Собеседники снова выпили. Феофан отёр усы и продолжил:
– А ещё вас давят с востока и юга арабы и турки. Да ещё как! Сколько земель побрали! Больно уж их много, – начальник тайной стражи сочувственно кивнул отставному хилиарху. – Вы для того латинян и позвали, чтобы на них часть оттянуть. Поначалу оно и неплохо вышло в Палестине-то. Только верить латинянам ни на грош нельзя – обманут. Так оно и вышло. Но тут,
– Всё верно, Феофан, – отец Меркурий заглянул в глаза собеседнику. – Только беда в том, что меняются и враги и интересы со временем. От века так. И что тут может сделать человек, я не знаю.
– А я, кажется, знаю, – Феофан подался к собеседнику. – Ты халаружное железо, его ещё змеиным кличут, видал?
– Конечно, видал! – кивнул отставной хилиарх. – До чего ж из него клинки хороши! Особенно дамасские! Только стоят…
– А отчего его змеиным зовут, знаешь?
– Оттого, что делают его из прутьев твёрдого и мягкого железа. Фасцию эту свивают, проковывают, складывают, проковывают, опять свивают, опять проковывают и так без счёта, вот оно в конце с узором навроде змеиной шкуры становится. Но к чему это?
– А к тому, что надо ваши и наши интересы свивать и проковывать, свивать и проковывать, пока они, как в змеином железе, не перепутаются до полной неразделимости, чтобы о войне на северном рубеже у вас и на южном у нас никто и помыслить не мог, бо эта война по всем так ахнет! Но и этого мало – клинку ковка и закалка нужна! Ковка – это общая война, а закалка – общая кровь! Такой клинок закалку только в крови примет! Ты сам про дамасские говорил, а их в живом рабе закаливают, ежели не врут…
– Может, и не врут…
– И ведь до чего умны Алексей-то с Владимиром были! Жальчее жалкого, что померли! – продолжал тем временем Феофан.
«А ведь греческий ты начал учить не в Магнавре, Феофан! “Жальчее” – пахнет кабаками возле порта или у гончаров… Эка после высокого греческого! Кто же ты, Феофан? Откуда поднялся?»

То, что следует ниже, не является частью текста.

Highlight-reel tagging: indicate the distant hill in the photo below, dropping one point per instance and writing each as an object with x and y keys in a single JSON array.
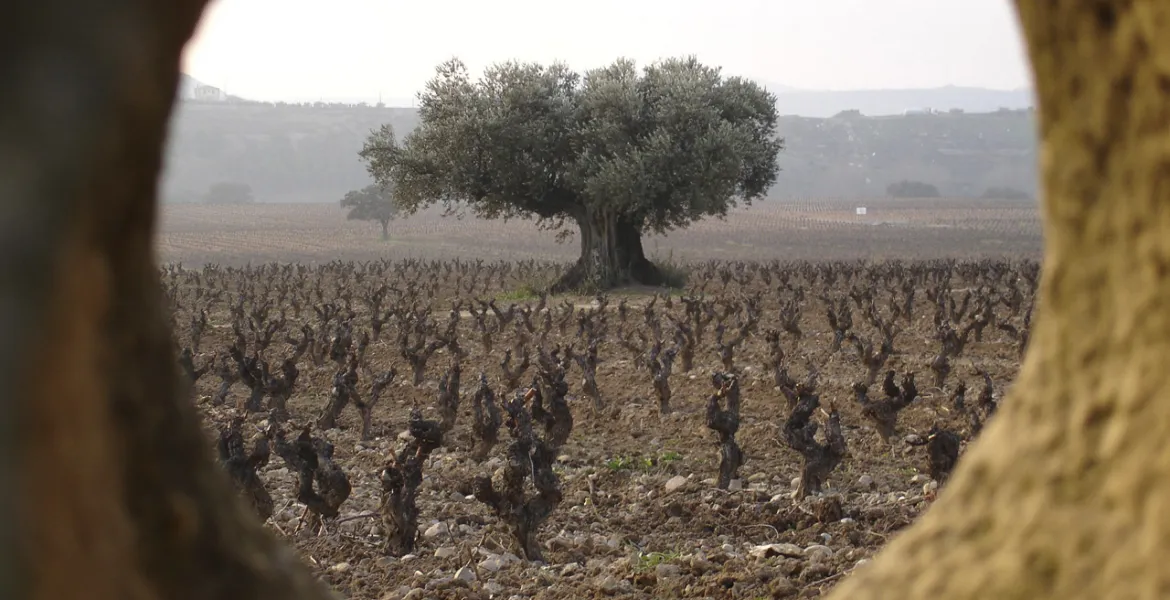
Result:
[
  {"x": 295, "y": 153},
  {"x": 810, "y": 103}
]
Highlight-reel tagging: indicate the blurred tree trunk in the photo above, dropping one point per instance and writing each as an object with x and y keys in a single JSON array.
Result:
[
  {"x": 1066, "y": 492},
  {"x": 117, "y": 495}
]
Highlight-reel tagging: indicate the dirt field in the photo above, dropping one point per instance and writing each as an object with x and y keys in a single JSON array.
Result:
[
  {"x": 816, "y": 229},
  {"x": 640, "y": 514}
]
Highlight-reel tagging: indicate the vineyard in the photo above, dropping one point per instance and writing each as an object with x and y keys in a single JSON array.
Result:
[
  {"x": 424, "y": 428},
  {"x": 793, "y": 229}
]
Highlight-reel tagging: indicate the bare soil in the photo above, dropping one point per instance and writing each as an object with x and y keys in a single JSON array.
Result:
[{"x": 619, "y": 532}]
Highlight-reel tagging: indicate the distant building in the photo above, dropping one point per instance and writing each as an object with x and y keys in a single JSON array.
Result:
[{"x": 208, "y": 94}]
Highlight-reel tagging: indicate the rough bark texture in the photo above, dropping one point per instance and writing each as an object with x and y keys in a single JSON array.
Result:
[
  {"x": 118, "y": 496},
  {"x": 1067, "y": 492},
  {"x": 612, "y": 255}
]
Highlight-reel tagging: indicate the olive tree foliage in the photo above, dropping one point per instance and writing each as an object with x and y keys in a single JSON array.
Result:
[
  {"x": 372, "y": 202},
  {"x": 613, "y": 153}
]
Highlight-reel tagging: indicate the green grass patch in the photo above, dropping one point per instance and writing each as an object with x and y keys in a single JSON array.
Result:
[
  {"x": 649, "y": 560},
  {"x": 641, "y": 463}
]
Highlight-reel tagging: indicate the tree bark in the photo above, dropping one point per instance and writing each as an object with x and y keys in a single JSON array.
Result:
[
  {"x": 117, "y": 496},
  {"x": 1065, "y": 494},
  {"x": 611, "y": 255}
]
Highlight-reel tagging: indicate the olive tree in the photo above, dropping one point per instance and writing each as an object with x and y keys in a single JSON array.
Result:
[
  {"x": 372, "y": 202},
  {"x": 614, "y": 153}
]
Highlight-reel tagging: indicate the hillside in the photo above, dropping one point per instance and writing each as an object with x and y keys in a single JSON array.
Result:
[
  {"x": 826, "y": 103},
  {"x": 297, "y": 153}
]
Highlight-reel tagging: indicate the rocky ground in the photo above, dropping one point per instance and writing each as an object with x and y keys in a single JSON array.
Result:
[{"x": 641, "y": 516}]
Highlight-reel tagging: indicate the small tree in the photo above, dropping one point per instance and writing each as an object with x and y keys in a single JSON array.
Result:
[
  {"x": 228, "y": 193},
  {"x": 616, "y": 152},
  {"x": 372, "y": 202}
]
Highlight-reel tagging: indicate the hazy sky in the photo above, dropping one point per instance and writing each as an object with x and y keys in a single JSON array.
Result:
[{"x": 314, "y": 49}]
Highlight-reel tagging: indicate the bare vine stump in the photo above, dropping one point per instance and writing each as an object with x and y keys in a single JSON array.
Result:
[
  {"x": 528, "y": 457},
  {"x": 1064, "y": 494},
  {"x": 725, "y": 422}
]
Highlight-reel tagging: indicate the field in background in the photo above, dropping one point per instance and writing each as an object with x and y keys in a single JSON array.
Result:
[{"x": 811, "y": 229}]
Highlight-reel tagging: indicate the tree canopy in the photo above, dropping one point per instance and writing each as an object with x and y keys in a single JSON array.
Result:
[
  {"x": 372, "y": 202},
  {"x": 614, "y": 152},
  {"x": 228, "y": 193}
]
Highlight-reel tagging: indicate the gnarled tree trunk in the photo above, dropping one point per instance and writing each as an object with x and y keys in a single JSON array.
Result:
[
  {"x": 612, "y": 255},
  {"x": 117, "y": 496},
  {"x": 1066, "y": 492}
]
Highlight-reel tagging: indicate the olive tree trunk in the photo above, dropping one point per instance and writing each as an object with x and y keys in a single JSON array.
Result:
[
  {"x": 116, "y": 491},
  {"x": 611, "y": 255},
  {"x": 1067, "y": 491}
]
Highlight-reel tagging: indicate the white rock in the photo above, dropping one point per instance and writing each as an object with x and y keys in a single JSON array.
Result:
[
  {"x": 667, "y": 571},
  {"x": 777, "y": 550},
  {"x": 491, "y": 564},
  {"x": 433, "y": 531},
  {"x": 818, "y": 552}
]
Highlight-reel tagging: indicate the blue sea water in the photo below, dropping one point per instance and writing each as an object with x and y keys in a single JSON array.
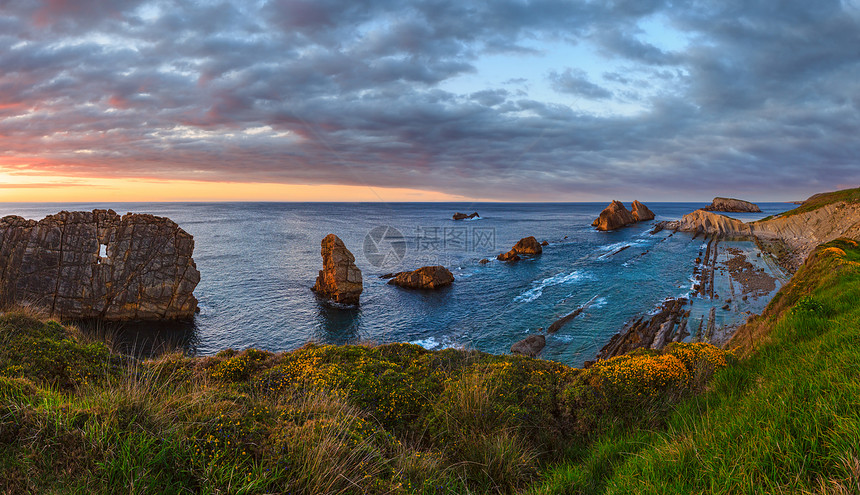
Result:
[{"x": 259, "y": 260}]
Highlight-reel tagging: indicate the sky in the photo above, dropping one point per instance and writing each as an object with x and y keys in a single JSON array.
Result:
[{"x": 428, "y": 100}]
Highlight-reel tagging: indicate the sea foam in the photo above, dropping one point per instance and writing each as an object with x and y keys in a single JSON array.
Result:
[{"x": 538, "y": 286}]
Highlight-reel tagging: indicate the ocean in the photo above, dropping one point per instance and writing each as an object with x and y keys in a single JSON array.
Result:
[{"x": 258, "y": 261}]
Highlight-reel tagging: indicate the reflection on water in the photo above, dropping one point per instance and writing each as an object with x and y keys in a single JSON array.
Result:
[
  {"x": 144, "y": 338},
  {"x": 337, "y": 324}
]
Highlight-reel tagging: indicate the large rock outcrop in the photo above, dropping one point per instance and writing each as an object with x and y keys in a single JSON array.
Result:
[
  {"x": 799, "y": 232},
  {"x": 427, "y": 277},
  {"x": 340, "y": 279},
  {"x": 527, "y": 246},
  {"x": 732, "y": 205},
  {"x": 529, "y": 346},
  {"x": 99, "y": 265},
  {"x": 616, "y": 216}
]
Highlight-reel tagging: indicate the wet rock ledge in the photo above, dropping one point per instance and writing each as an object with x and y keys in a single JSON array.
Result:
[{"x": 83, "y": 265}]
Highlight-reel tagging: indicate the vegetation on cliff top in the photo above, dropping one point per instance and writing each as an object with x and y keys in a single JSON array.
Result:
[{"x": 785, "y": 418}]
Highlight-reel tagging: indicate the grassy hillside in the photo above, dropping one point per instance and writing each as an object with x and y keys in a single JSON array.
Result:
[
  {"x": 818, "y": 200},
  {"x": 784, "y": 418}
]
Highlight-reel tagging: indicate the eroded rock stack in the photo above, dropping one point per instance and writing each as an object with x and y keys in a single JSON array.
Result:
[
  {"x": 616, "y": 216},
  {"x": 427, "y": 277},
  {"x": 339, "y": 280},
  {"x": 99, "y": 265},
  {"x": 732, "y": 205},
  {"x": 527, "y": 246}
]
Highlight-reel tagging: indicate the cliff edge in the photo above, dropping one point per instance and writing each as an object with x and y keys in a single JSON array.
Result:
[
  {"x": 99, "y": 265},
  {"x": 820, "y": 219}
]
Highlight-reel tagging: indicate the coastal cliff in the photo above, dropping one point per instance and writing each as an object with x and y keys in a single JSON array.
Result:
[
  {"x": 99, "y": 265},
  {"x": 820, "y": 219},
  {"x": 616, "y": 215}
]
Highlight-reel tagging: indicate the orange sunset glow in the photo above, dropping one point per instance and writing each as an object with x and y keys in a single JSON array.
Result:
[{"x": 14, "y": 189}]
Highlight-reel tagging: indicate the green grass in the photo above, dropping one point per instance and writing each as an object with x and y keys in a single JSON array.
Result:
[
  {"x": 784, "y": 420},
  {"x": 779, "y": 415}
]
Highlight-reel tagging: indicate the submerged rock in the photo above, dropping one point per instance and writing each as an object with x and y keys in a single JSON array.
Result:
[
  {"x": 529, "y": 346},
  {"x": 732, "y": 205},
  {"x": 616, "y": 216},
  {"x": 99, "y": 265},
  {"x": 527, "y": 246},
  {"x": 426, "y": 277},
  {"x": 339, "y": 280}
]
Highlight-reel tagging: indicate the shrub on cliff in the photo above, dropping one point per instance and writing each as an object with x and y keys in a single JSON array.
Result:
[{"x": 321, "y": 419}]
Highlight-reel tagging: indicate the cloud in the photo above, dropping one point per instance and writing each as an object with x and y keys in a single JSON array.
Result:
[
  {"x": 575, "y": 82},
  {"x": 761, "y": 100}
]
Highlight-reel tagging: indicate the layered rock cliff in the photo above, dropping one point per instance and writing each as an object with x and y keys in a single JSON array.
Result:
[
  {"x": 616, "y": 216},
  {"x": 732, "y": 205},
  {"x": 426, "y": 277},
  {"x": 99, "y": 265}
]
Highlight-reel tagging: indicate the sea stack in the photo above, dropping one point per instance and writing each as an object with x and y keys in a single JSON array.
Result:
[
  {"x": 616, "y": 216},
  {"x": 732, "y": 205},
  {"x": 641, "y": 213},
  {"x": 427, "y": 278},
  {"x": 340, "y": 279},
  {"x": 98, "y": 265},
  {"x": 527, "y": 246}
]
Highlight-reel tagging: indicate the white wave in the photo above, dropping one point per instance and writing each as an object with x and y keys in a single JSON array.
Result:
[
  {"x": 429, "y": 343},
  {"x": 434, "y": 344},
  {"x": 538, "y": 286}
]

– Прости, я не понял тебя, – отец Меркурий понял, что, отвлекшись на свои мысли, прослушал собеседника.
– Допетрили про закалку Алексей с Владимиром, говорю, – казалось, Феофан обрадовался возможности вырваться из тисков высокого койне [38] . – Ты заметил, что как у нас какого князя со стола погонят, так он у вас в войске всплывает, да в чинах немалых, а ваши всякие разные, что с базилевсом чего не поделили – к нам бегут? И тоже ведь не ямы выгребные чистят! Думаешь, случайно? Сам знаешь, какие у вас ищейки. И у нас тоже ничего, уж можешь поверить!
38
Высокий койне – литературный общегреческий язык поздней античности. В Византии был языком науки, аристократии, государственных документов и проч. Для Меркурия и Феофана – людей не шибко благородного происхождения, сделавших себя самостоятельно, это «высокий штиль».
– Верю! – Отец Меркурий передёрнул плечами, вспомнив знакомую парочку.
– То-то! А ещё попы, зодчие, книжники, мастера, воины… Да сволочь всякая, без неё тоже никак – ладей не хватает туда-сюда возить! Кто сам по себе, а кого и с намерением, вот как тебя, например…
– Так что же ты считаешь, что они это устроили? – Меркурий всем своим видом показал сомнение.
– Нет, не устроили, а поняли и не мешали! Оно, знаешь, иной раз не мешать – великое дело. Только мало – надо устраивать. А они не понимают!